New Minister To Consult Families On Inquiry Into Missing, Murdered Indigenous Women

Governor General David Johnston and Prime Minister Justin Trudeau look on as Carolyn Bennett is sworn in as the Minister of Indigenous and Northern Affairs during ceremonies at Rideau Hall on Nov.4, 2015 in Ottawa.(Adrian Wyld / The Canadian Press)

Governor General David Johnston and Prime Minister Justin Trudeau look on as Carolyn Bennett is sworn in as the Minister of Indigenous and Northern Affairs during ceremonies at Rideau Hall on Nov.4, 2015 in Ottawa.(Adrian Wyld / The Canadian Press)

CTVNews.ca

Canada’s Ministry of Indigenous and Northern Affairs has a new title, a new leader and a new stance on a potential inquiry into missing and murdered indigenous women.

Following her swearing-in for the post, Carolyn Bennett said the issue was “hugely important” and she wanted to promptly begin her work on the issue — but not before consulting with the families of victims.

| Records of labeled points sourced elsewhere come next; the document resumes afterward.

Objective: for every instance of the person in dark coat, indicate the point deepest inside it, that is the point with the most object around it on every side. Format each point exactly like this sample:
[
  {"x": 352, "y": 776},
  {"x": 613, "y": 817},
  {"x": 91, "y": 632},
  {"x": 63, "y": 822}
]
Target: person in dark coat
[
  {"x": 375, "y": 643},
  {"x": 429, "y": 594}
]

“We have to end this tragedy and this epidemic,” she told reporters.

“We have committed to get going on this as soon as we can, and we’re going to have to immediately begin talking to the people who can help us get this right.”

Bennett said that she hopes to model the government’s approach after the Royal Commission on Aboriginal Peoples, which resulted in a 4,000-page report in 1996.

“We know we have to listen to the families, we have to listen to the legal strategy team and we know that there will be a pre-consultation in order to make sure that we get this right,” she said.

In particular, she said that commission’s pre-consultation process was integral to the report.

“We have heard from many places that’s the reason why the Royal Commission on Aboriginal Peoples was successful, because the pre-consultation was very effective,” she said.

The commission was established in 1991 in the wake of the Oka Crisis. It recommended a complete overhaul of the relationship between aboriginal and non-aboriginal peoples in Canada, including a new royal proclamation acknowledging the right for self-determination.

A majority of the recommendations were not implemented.

While Bennett stressed the need for the inquiry, she warned against hasty action.

“We can’t just step out and announce an inquiry, it has to actually do what the families need,” she said.

“They want not only justice, they want support, but they want to make sure this doesn’t happen to any other families after this.”

Bernard Valcourt, the Aboriginal Affairs Minister under Stephen Harper, had previously rejected the need for a national inquiry.

Calls for an investigation into the issue have been growing since an RCMP review last year revealed that 1,181 aboriginal women have been murdered or gone missing since 1980 — 164 missing and 1,017 homicide victims.

In its summary report on the effects of Canada’s residential school system in June, the Truth and Reconciliation Commission also recommended that the government establish a national inquiry.

Derek Nepinak, Grand Chief of Assembly of Manitoba Chiefs, said that he’s been preparing for the launch of a national inquiry from the incoming government.

“We haven’t been sitting back waiting. We’ve been moving forward, hoping that with change coming we could get a lot of files moving,” he said.

Despite Bennett’s focus on the issue on Wednesday, the newly anointed Minister of Status of Women Patty Hajdu told reporters that there has yet to be a discussion on “any of the details.”

“What we did talk about is the incredible platform that we put forward during the campaign and our eagerness to get started,” she said.

“We promised real change to Canadians and I believe we’re going to be able to deliver that.”

But the appearance of change from the Harper regime was consistent on Wednesday.

It was a relationship that under the former prime minister’s nearly 10-year leadership was fraught with tension, according to Assembly of First Nations National Chief Perry Bellegarde.

“(It) was unnecessarily adversarial, and the best interest of First Nations people weren’t really respected or looked after,” he said.

On Wednesday, Prime Minister Justin Trudeau appeared to be taking the first steps towards mending that relationship.

His swearing-in ceremony featured several nods to aboriginal culture.

First, he was ushered into Rideau Hall to the sound of a Cree drumming song.

Then the nation was charmed when two 11-year-old Inuit girls performed traditional throat-singing and repeatedly broke out into giggles, drawing applause from the crowd.

And the ceremony wrapped up with Metis children performing a dance as Trudeau and his new ministers exited the hall.

The sense of change even permeated Trudeau’s newly appointed cabinet.

For the first time, an indigenous woman was given the role of minister of justice.

“I’m immensely proud to be an aboriginal person in this country, and I’m equally proud to be a Canadian,” said Justice Minister Jody Wilson-Raybould.

The ministry that Bennett will oversee also received a new name.

Under the Harper government, the department was known as Aboriginal Affairs and Northern Development, and prior to that it was called Indian and Northern Affairs Canada.

Bennett promised that she would use her new post to build a “respectful” relationship with aboriginal peoples going forward.

“‘Nothing about us, without us’: this means a partnership and First Nations, Inuit (and) Metis will have to look at legislation with us,” she said.